Senate vote restores NLRB quorum, Republican majority created

WASHINGTON, D.C. — The U.S. Senate on Thursday confirmed President Donald Trump’s nominees to fill vacancies on the National Labor Relations Board (NLRB). 

The Republican-led Senate voted along party lines confirm 97 nominees, including Scott Mayer and James Murphy for the NLRB, giving Republicans a majority on the board.

Mayer most recently served as Boeing’s chief labor counsel. Murphy brings prior NLRB experience, having served as a supervisor, staff attorney senior counsel and chief counsel to multiple board members.

In the first month of his second term, Trump began reshaping the NLRB. Citing opinions that “unduly disfavored” employers, the president fired board member Gwynne Wilcox in January 2025. With only one board member remaining, the NLRB was paralyzed and unable to hear or issue decisions on cases related to unfair labor practices or union representation.

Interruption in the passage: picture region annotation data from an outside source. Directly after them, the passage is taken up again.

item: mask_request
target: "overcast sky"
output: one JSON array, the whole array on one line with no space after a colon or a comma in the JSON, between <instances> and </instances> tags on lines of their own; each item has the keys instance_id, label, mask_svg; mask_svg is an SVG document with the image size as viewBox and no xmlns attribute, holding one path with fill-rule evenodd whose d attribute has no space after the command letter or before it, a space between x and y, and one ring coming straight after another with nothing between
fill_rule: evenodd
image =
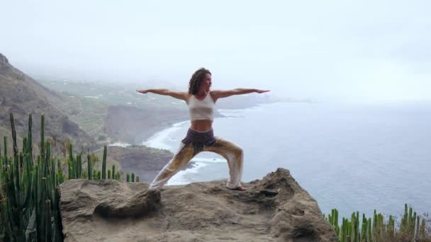
<instances>
[{"instance_id":1,"label":"overcast sky","mask_svg":"<svg viewBox=\"0 0 431 242\"><path fill-rule=\"evenodd\" d=\"M1 0L0 8L0 52L30 75L186 88L204 67L217 89L431 100L429 1Z\"/></svg>"}]
</instances>

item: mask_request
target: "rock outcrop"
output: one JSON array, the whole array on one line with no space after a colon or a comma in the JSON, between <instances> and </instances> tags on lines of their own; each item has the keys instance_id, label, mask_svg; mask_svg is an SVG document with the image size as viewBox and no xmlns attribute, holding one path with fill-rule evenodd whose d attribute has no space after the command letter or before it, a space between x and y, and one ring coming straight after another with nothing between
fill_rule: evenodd
<instances>
[{"instance_id":1,"label":"rock outcrop","mask_svg":"<svg viewBox=\"0 0 431 242\"><path fill-rule=\"evenodd\" d=\"M228 190L225 180L165 186L71 180L59 186L65 241L335 241L317 202L279 168Z\"/></svg>"}]
</instances>

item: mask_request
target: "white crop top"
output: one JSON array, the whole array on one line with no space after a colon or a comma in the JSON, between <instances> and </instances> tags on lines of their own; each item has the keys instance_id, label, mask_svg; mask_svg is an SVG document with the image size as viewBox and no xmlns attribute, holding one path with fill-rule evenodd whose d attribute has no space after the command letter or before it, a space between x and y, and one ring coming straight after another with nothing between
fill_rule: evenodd
<instances>
[{"instance_id":1,"label":"white crop top","mask_svg":"<svg viewBox=\"0 0 431 242\"><path fill-rule=\"evenodd\" d=\"M203 100L198 100L194 95L189 99L190 120L214 120L214 101L208 93Z\"/></svg>"}]
</instances>

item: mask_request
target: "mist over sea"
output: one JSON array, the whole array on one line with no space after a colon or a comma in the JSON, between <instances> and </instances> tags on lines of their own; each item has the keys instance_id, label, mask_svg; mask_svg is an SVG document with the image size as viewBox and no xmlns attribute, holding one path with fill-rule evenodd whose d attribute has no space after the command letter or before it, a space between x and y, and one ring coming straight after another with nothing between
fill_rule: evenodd
<instances>
[{"instance_id":1,"label":"mist over sea","mask_svg":"<svg viewBox=\"0 0 431 242\"><path fill-rule=\"evenodd\" d=\"M216 136L245 151L242 180L279 167L317 200L322 212L337 208L400 215L405 203L431 212L431 103L373 104L276 103L219 110ZM189 122L160 131L142 144L175 152ZM168 185L227 178L223 157L196 156L195 167Z\"/></svg>"}]
</instances>

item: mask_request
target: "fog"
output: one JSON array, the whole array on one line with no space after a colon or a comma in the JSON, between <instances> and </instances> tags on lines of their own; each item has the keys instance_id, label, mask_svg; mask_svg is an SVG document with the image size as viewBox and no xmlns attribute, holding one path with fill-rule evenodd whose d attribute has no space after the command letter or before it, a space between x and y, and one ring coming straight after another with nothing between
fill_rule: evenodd
<instances>
[{"instance_id":1,"label":"fog","mask_svg":"<svg viewBox=\"0 0 431 242\"><path fill-rule=\"evenodd\" d=\"M431 100L427 1L2 1L0 52L35 76Z\"/></svg>"}]
</instances>

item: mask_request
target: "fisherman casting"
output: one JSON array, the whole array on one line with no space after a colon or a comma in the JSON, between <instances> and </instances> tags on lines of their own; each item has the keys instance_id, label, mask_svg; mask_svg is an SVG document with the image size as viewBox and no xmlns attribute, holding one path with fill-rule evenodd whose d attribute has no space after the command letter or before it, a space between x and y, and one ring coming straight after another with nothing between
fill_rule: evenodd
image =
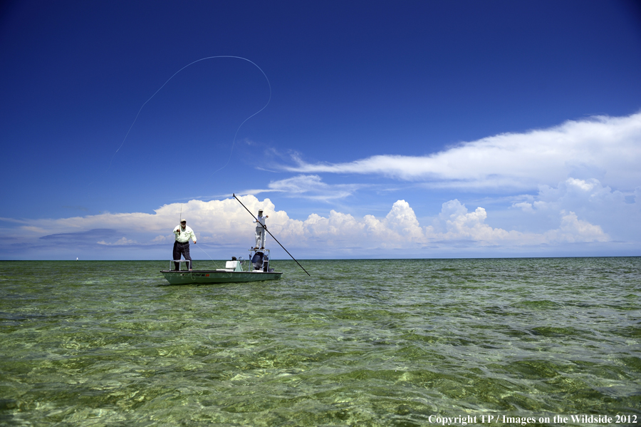
<instances>
[{"instance_id":1,"label":"fisherman casting","mask_svg":"<svg viewBox=\"0 0 641 427\"><path fill-rule=\"evenodd\" d=\"M265 220L269 215L263 216L263 210L259 210L259 215L254 220L256 222L256 246L254 249L265 249L265 239L267 237L267 226L265 225Z\"/></svg>"},{"instance_id":2,"label":"fisherman casting","mask_svg":"<svg viewBox=\"0 0 641 427\"><path fill-rule=\"evenodd\" d=\"M180 225L174 229L174 235L176 236L176 241L174 242L174 269L180 269L179 261L180 255L184 257L184 259L189 264L189 269L192 269L192 257L189 256L189 239L194 240L194 245L196 245L196 235L194 230L189 228L187 225L187 220L183 218L180 220Z\"/></svg>"}]
</instances>

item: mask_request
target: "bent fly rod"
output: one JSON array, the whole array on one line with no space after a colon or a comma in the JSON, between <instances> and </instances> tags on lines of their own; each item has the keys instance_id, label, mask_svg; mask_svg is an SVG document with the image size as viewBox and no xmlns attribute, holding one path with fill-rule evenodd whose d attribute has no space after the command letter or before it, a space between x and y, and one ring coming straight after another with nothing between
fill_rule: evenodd
<instances>
[{"instance_id":1,"label":"bent fly rod","mask_svg":"<svg viewBox=\"0 0 641 427\"><path fill-rule=\"evenodd\" d=\"M251 213L251 211L249 210L249 209L247 209L247 207L245 206L244 205L243 205L243 202L238 200L238 197L236 197L236 195L235 195L235 194L232 194L231 195L234 196L234 199L236 199L236 200L238 200L238 202L239 202L239 203L240 203L241 205L243 205L243 207L245 208L245 210L246 210L247 212L249 212L249 215L251 215L252 217L254 217L254 219L256 220L256 222L258 222L259 224L260 224L260 222L258 220L258 218L256 218L256 217L254 217L254 214ZM266 227L263 226L263 228L265 229L265 231L266 231L268 233L269 233L269 235L270 235L270 236L271 236L272 237L273 237L273 240L276 241L276 243L278 243L278 245L281 245L281 242L278 242L278 240L276 239L276 237L273 237L273 235L272 235L271 232L269 232L269 230L267 230L267 227ZM285 249L285 247L283 246L282 245L281 245L281 247L282 247L283 249ZM291 254L289 253L289 251L288 251L288 250L287 250L286 249L285 249L285 252L287 252L287 254L288 254L288 255L289 255L290 257L291 257ZM293 259L294 261L296 261L296 259L294 258L293 257L291 257L291 259ZM303 272L305 272L306 273L307 273L307 270L305 269L305 268L304 268L302 265L301 265L301 263L300 263L300 262L298 262L298 261L296 261L296 264L298 264L298 267L300 267L301 268L303 269ZM309 273L307 273L307 275L308 275L308 276L311 276L311 274L310 274Z\"/></svg>"}]
</instances>

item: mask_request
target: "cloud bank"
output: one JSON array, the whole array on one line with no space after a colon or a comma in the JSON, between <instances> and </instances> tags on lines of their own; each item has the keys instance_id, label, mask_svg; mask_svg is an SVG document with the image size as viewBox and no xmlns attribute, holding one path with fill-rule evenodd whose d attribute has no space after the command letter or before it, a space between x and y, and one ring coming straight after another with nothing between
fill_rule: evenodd
<instances>
[{"instance_id":1,"label":"cloud bank","mask_svg":"<svg viewBox=\"0 0 641 427\"><path fill-rule=\"evenodd\" d=\"M630 189L631 182L641 182L641 113L503 133L424 156L381 155L342 163L294 160L296 165L286 170L380 175L437 187L526 190L571 176Z\"/></svg>"},{"instance_id":2,"label":"cloud bank","mask_svg":"<svg viewBox=\"0 0 641 427\"><path fill-rule=\"evenodd\" d=\"M578 195L583 199L575 194L577 189L583 192ZM556 197L552 193L556 193ZM429 223L420 224L414 210L403 200L395 202L382 217L370 215L357 217L331 210L325 217L313 213L304 220L296 220L285 211L278 210L269 198L259 200L253 195L239 198L252 212L264 210L269 215L269 230L278 241L288 250L306 254L308 257L368 257L372 254L440 257L457 251L491 256L496 253L496 248L516 254L568 245L576 247L576 244L615 242L615 237L621 236L613 237L600 224L590 222L581 213L581 200L590 202L593 196L599 195L604 207L617 197L615 192L603 187L598 181L572 179L556 188L543 189L531 202L514 203L511 212L526 216L528 222L536 222L533 218L538 216L543 218L543 226L552 224L549 228L537 230L492 227L487 223L489 214L485 208L469 209L456 199L443 203L439 214ZM638 219L640 202L637 197L634 203L627 203L624 198L619 204L629 205L628 214L636 215ZM575 210L568 209L571 206ZM229 251L236 251L231 254L238 254L236 252L249 249L254 243L251 217L233 198L194 200L182 206L179 203L165 205L152 214L104 213L58 220L5 218L4 221L14 223L11 230L14 232L11 234L7 229L4 232L10 240L21 242L21 250L31 249L32 254L38 249L51 252L56 248L73 247L75 251L82 250L85 257L123 259L117 255L137 253L139 259L164 259L169 256L174 240L171 230L177 223L181 209L182 217L187 219L198 237L198 249L192 249L197 258L226 258ZM627 242L638 248L639 230L632 231L635 235L628 235L632 239L628 238ZM278 249L269 237L268 242L273 249ZM9 251L6 249L0 254L4 259L20 253L16 247ZM313 254L318 257L310 257Z\"/></svg>"}]
</instances>

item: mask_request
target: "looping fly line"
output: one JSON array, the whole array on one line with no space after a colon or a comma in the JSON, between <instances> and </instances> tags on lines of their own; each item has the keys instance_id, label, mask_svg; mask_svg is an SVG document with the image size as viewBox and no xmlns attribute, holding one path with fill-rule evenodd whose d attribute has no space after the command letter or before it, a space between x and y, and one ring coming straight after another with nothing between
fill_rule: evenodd
<instances>
[{"instance_id":1,"label":"looping fly line","mask_svg":"<svg viewBox=\"0 0 641 427\"><path fill-rule=\"evenodd\" d=\"M182 67L182 68L180 68L179 70L178 70L177 71L174 73L174 74L171 77L170 77L168 79L167 79L167 81L165 81L164 83L162 83L162 86L158 88L157 91L154 92L154 94L152 95L149 98L149 99L147 99L146 101L145 101L145 103L142 104L142 106L140 107L140 109L138 110L138 113L136 114L136 117L135 117L135 118L134 118L133 123L132 123L131 125L129 127L129 130L127 131L127 134L125 135L124 139L123 139L123 142L122 142L122 143L120 143L120 146L118 147L118 149L116 150L115 153L113 153L113 155L111 156L111 160L109 161L109 166L107 167L107 170L109 170L109 168L111 168L111 163L112 163L112 162L113 162L113 158L115 157L115 155L118 153L118 151L120 150L120 148L123 148L123 145L125 145L125 141L127 140L127 137L129 136L129 133L131 132L132 128L133 128L133 125L134 125L134 124L135 124L136 120L138 120L138 116L140 115L140 112L142 110L142 108L145 108L145 106L146 106L147 103L149 101L150 101L152 100L152 98L154 96L155 96L156 94L158 93L158 92L160 92L160 90L162 89L162 88L164 88L167 85L167 83L168 83L170 82L170 81L171 79L172 79L177 74L180 73L180 71L183 71L184 69L185 69L186 68L187 68L190 66L194 65L194 63L196 63L197 62L200 62L201 61L205 61L207 59L214 59L216 58L234 58L236 59L242 59L243 61L246 61L247 62L250 63L251 65L253 65L254 66L257 68L259 70L260 70L261 73L263 73L263 76L265 76L265 80L267 81L267 85L269 86L269 98L267 100L267 103L263 106L262 108L261 108L260 110L259 110L258 111L256 111L256 113L254 113L254 114L252 114L251 115L250 115L249 117L248 117L247 118L244 120L243 123L241 123L240 124L240 125L238 127L238 129L236 130L236 133L234 135L234 140L231 143L231 149L229 150L229 158L227 159L227 162L224 164L224 165L223 165L222 168L221 168L220 169L217 169L217 170L214 170L214 172L212 172L212 175L209 175L209 178L212 178L212 175L213 175L214 173L216 173L219 170L224 169L229 163L229 160L231 160L231 153L234 151L234 145L236 143L236 138L238 136L238 132L239 132L239 130L240 130L240 128L242 128L243 125L245 124L245 122L246 122L248 120L249 120L250 118L251 118L252 117L254 117L254 115L256 115L256 114L258 114L263 110L264 110L267 107L267 106L269 104L269 101L271 101L271 83L269 83L269 79L267 78L267 75L265 74L265 72L262 70L262 68L261 68L261 67L258 66L254 61L250 61L250 60L247 59L246 58L243 58L242 56L233 56L231 55L219 55L217 56L207 56L206 58L201 58L200 59L194 61L194 62L192 62L192 63L188 63L187 65L184 66L184 67Z\"/></svg>"}]
</instances>

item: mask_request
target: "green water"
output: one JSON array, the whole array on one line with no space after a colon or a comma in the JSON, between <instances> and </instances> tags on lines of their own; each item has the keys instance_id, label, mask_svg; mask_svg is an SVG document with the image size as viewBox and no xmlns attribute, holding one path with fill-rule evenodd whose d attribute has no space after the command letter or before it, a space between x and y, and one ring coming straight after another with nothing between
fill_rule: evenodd
<instances>
[{"instance_id":1,"label":"green water","mask_svg":"<svg viewBox=\"0 0 641 427\"><path fill-rule=\"evenodd\" d=\"M0 425L641 424L641 258L301 264L0 262Z\"/></svg>"}]
</instances>

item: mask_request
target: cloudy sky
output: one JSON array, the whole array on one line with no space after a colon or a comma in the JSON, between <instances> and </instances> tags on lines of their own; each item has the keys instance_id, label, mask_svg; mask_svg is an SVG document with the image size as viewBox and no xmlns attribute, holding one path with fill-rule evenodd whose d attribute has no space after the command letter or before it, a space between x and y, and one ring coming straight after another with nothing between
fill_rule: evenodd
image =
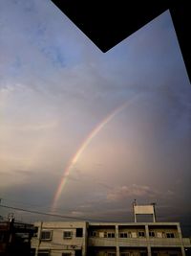
<instances>
[{"instance_id":1,"label":"cloudy sky","mask_svg":"<svg viewBox=\"0 0 191 256\"><path fill-rule=\"evenodd\" d=\"M186 223L190 113L168 11L103 54L51 0L0 1L2 204L128 221L136 198Z\"/></svg>"}]
</instances>

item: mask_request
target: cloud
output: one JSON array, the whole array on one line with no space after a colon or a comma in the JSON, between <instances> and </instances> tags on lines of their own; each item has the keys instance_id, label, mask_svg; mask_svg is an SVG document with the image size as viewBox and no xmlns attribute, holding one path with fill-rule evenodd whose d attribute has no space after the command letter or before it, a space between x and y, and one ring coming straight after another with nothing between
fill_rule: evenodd
<instances>
[{"instance_id":1,"label":"cloud","mask_svg":"<svg viewBox=\"0 0 191 256\"><path fill-rule=\"evenodd\" d=\"M133 184L129 186L121 186L114 188L107 194L107 200L117 201L129 198L155 198L157 197L161 197L161 195L162 195L161 192L152 189L149 186ZM174 195L174 193L169 190L166 195L172 196Z\"/></svg>"}]
</instances>

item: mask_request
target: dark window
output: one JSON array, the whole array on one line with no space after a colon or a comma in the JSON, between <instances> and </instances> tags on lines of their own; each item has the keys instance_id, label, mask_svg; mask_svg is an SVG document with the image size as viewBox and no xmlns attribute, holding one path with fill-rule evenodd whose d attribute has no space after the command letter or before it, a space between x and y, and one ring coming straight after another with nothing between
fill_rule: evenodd
<instances>
[{"instance_id":1,"label":"dark window","mask_svg":"<svg viewBox=\"0 0 191 256\"><path fill-rule=\"evenodd\" d=\"M75 250L74 255L75 256L82 256L82 251L81 250Z\"/></svg>"},{"instance_id":2,"label":"dark window","mask_svg":"<svg viewBox=\"0 0 191 256\"><path fill-rule=\"evenodd\" d=\"M35 255L35 248L31 248L31 256L34 256Z\"/></svg>"},{"instance_id":3,"label":"dark window","mask_svg":"<svg viewBox=\"0 0 191 256\"><path fill-rule=\"evenodd\" d=\"M155 232L154 231L150 231L149 232L149 237L155 238Z\"/></svg>"},{"instance_id":4,"label":"dark window","mask_svg":"<svg viewBox=\"0 0 191 256\"><path fill-rule=\"evenodd\" d=\"M4 232L0 232L0 242L4 242L5 240L5 234Z\"/></svg>"},{"instance_id":5,"label":"dark window","mask_svg":"<svg viewBox=\"0 0 191 256\"><path fill-rule=\"evenodd\" d=\"M90 236L91 237L96 237L96 231L91 231Z\"/></svg>"},{"instance_id":6,"label":"dark window","mask_svg":"<svg viewBox=\"0 0 191 256\"><path fill-rule=\"evenodd\" d=\"M138 235L139 238L143 238L144 237L144 231L138 232Z\"/></svg>"},{"instance_id":7,"label":"dark window","mask_svg":"<svg viewBox=\"0 0 191 256\"><path fill-rule=\"evenodd\" d=\"M77 238L83 237L83 228L76 228L76 237Z\"/></svg>"},{"instance_id":8,"label":"dark window","mask_svg":"<svg viewBox=\"0 0 191 256\"><path fill-rule=\"evenodd\" d=\"M115 233L107 233L108 238L115 238Z\"/></svg>"},{"instance_id":9,"label":"dark window","mask_svg":"<svg viewBox=\"0 0 191 256\"><path fill-rule=\"evenodd\" d=\"M174 233L166 233L166 237L167 238L175 238L175 234Z\"/></svg>"},{"instance_id":10,"label":"dark window","mask_svg":"<svg viewBox=\"0 0 191 256\"><path fill-rule=\"evenodd\" d=\"M73 238L73 232L72 231L64 231L63 232L63 239L72 239Z\"/></svg>"},{"instance_id":11,"label":"dark window","mask_svg":"<svg viewBox=\"0 0 191 256\"><path fill-rule=\"evenodd\" d=\"M127 238L128 234L127 233L119 233L120 238Z\"/></svg>"},{"instance_id":12,"label":"dark window","mask_svg":"<svg viewBox=\"0 0 191 256\"><path fill-rule=\"evenodd\" d=\"M52 231L42 231L41 240L52 240Z\"/></svg>"}]
</instances>

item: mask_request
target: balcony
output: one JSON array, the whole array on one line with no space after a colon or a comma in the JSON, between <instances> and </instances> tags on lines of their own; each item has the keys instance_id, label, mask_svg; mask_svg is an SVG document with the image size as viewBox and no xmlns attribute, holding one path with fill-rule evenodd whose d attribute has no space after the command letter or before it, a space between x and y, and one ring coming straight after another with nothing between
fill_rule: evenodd
<instances>
[{"instance_id":1,"label":"balcony","mask_svg":"<svg viewBox=\"0 0 191 256\"><path fill-rule=\"evenodd\" d=\"M189 239L188 239L189 240ZM127 247L180 247L181 240L179 238L89 238L89 246L127 246ZM183 242L184 246L189 246L190 241Z\"/></svg>"}]
</instances>

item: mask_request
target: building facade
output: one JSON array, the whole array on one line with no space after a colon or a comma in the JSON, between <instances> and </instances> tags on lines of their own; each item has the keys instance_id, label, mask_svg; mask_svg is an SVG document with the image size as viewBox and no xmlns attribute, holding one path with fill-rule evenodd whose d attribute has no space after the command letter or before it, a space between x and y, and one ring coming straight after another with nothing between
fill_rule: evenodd
<instances>
[{"instance_id":1,"label":"building facade","mask_svg":"<svg viewBox=\"0 0 191 256\"><path fill-rule=\"evenodd\" d=\"M0 221L0 256L30 256L32 224L14 220Z\"/></svg>"},{"instance_id":2,"label":"building facade","mask_svg":"<svg viewBox=\"0 0 191 256\"><path fill-rule=\"evenodd\" d=\"M35 256L185 256L178 222L35 222Z\"/></svg>"}]
</instances>

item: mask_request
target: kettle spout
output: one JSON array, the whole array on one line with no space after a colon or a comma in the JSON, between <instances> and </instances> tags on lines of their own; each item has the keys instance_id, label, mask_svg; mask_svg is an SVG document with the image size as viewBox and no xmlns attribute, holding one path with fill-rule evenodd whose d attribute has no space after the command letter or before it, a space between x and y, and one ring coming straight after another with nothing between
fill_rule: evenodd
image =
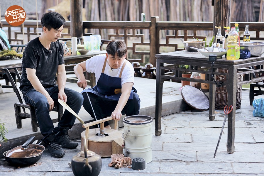
<instances>
[{"instance_id":1,"label":"kettle spout","mask_svg":"<svg viewBox=\"0 0 264 176\"><path fill-rule=\"evenodd\" d=\"M85 164L83 165L82 168L84 172L86 174L90 174L93 171L92 166L88 163L88 158L85 158Z\"/></svg>"}]
</instances>

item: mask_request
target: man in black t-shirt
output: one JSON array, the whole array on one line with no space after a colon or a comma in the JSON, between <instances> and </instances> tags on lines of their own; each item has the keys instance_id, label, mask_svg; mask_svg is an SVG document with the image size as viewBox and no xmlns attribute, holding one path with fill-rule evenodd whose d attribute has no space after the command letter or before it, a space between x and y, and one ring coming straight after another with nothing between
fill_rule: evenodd
<instances>
[{"instance_id":1,"label":"man in black t-shirt","mask_svg":"<svg viewBox=\"0 0 264 176\"><path fill-rule=\"evenodd\" d=\"M20 87L25 101L35 108L44 142L55 158L65 154L59 145L71 148L78 146L78 143L71 141L68 135L76 117L67 110L57 126L54 128L49 112L54 107L54 102L58 103L59 99L78 114L83 101L79 93L65 87L66 77L63 48L57 41L65 23L64 18L57 12L49 12L42 16L42 32L28 42L25 48Z\"/></svg>"}]
</instances>

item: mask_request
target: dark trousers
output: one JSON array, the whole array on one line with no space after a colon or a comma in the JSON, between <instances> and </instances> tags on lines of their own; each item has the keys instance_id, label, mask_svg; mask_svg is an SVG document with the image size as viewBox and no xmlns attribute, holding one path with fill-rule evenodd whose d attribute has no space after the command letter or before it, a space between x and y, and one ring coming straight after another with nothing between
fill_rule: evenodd
<instances>
[{"instance_id":1,"label":"dark trousers","mask_svg":"<svg viewBox=\"0 0 264 176\"><path fill-rule=\"evenodd\" d=\"M58 94L59 89L57 85L45 88L55 104L58 104ZM64 92L67 96L66 103L76 114L78 114L82 107L83 98L82 95L73 90L65 88ZM76 117L67 110L65 110L61 119L58 123L58 126L54 128L52 121L50 116L49 105L44 95L34 89L28 90L23 95L23 98L26 103L35 108L37 120L39 125L41 134L45 137L53 132L56 134L61 129L70 129L73 126Z\"/></svg>"},{"instance_id":2,"label":"dark trousers","mask_svg":"<svg viewBox=\"0 0 264 176\"><path fill-rule=\"evenodd\" d=\"M118 101L110 100L106 100L105 99L103 99L92 93L87 93L92 105L92 108L97 120L102 119L111 115L112 113L114 110L117 104ZM140 99L136 93L133 92L133 99L128 100L121 111L122 115L125 114L127 116L129 116L137 115L139 114ZM92 117L95 119L86 92L83 92L82 94L84 98L82 104L84 107ZM109 124L107 122L104 122L105 126Z\"/></svg>"}]
</instances>

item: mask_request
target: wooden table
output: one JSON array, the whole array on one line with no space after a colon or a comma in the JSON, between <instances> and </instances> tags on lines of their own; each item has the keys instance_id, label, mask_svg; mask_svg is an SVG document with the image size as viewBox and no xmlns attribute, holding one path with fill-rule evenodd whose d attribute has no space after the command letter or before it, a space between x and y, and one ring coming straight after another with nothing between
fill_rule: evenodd
<instances>
[{"instance_id":1,"label":"wooden table","mask_svg":"<svg viewBox=\"0 0 264 176\"><path fill-rule=\"evenodd\" d=\"M94 52L93 53L88 53L86 54L81 55L79 54L77 55L72 55L68 56L65 56L64 57L64 62L65 65L65 68L66 71L73 71L73 67L75 65L83 61L86 60L89 58L92 57L93 56L98 55L99 54L104 54L106 53L105 51L100 51L98 52ZM0 60L0 68L2 67L6 67L11 66L16 66L21 65L22 62L22 59L9 59L8 60ZM0 75L3 74L4 72L0 71ZM92 87L95 85L95 78L94 75L89 75L89 77L90 78L90 83L91 86ZM67 79L68 81L71 81L70 79ZM11 86L7 86L3 85L3 88L9 88L11 87Z\"/></svg>"},{"instance_id":2,"label":"wooden table","mask_svg":"<svg viewBox=\"0 0 264 176\"><path fill-rule=\"evenodd\" d=\"M157 58L155 135L159 136L161 134L162 89L165 79L209 84L209 118L210 120L214 120L215 117L214 110L216 84L210 77L211 72L202 70L204 67L211 67L211 62L208 61L208 58L197 52L188 52L185 50L158 54L155 56ZM224 58L224 56L221 58L217 59L215 62L213 74L215 76L217 75L225 75L226 76L226 81L223 83L223 85L226 86L228 92L227 105L229 107L232 105L234 107L232 112L228 115L227 151L229 153L233 153L235 150L235 122L237 86L264 80L264 77L254 77L252 74L262 72L264 71L264 54L258 57L236 60L227 60ZM181 72L183 71L186 71L186 69L179 68L179 65L189 65L188 71L190 72L206 74L205 80L182 77ZM257 68L248 68L250 67L254 68L254 66L256 66ZM216 68L227 69L228 72L217 72ZM165 70L170 70L171 71L166 72ZM244 75L243 80L238 81L238 76L241 75Z\"/></svg>"}]
</instances>

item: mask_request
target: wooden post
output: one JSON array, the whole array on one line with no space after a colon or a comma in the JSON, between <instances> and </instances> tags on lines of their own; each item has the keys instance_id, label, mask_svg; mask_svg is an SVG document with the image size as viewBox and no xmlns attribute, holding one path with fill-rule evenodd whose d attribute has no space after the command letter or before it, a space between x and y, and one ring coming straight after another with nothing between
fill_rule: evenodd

In July, the president nominated Mayer and Murphy to fill the board’s vacancies.

The NLRB is an independent federal agency charged with protecting employee rights, enforcing federal labor law and resolving private-sector labor disputes. In addition to addressing a backlog of cases following Wilcox’s firing, Mayer and Murphy are expected to revisit — and potentially reverse — previous ruling viewed as favorable to unions, consistent with the Trump administration’s labor policy record.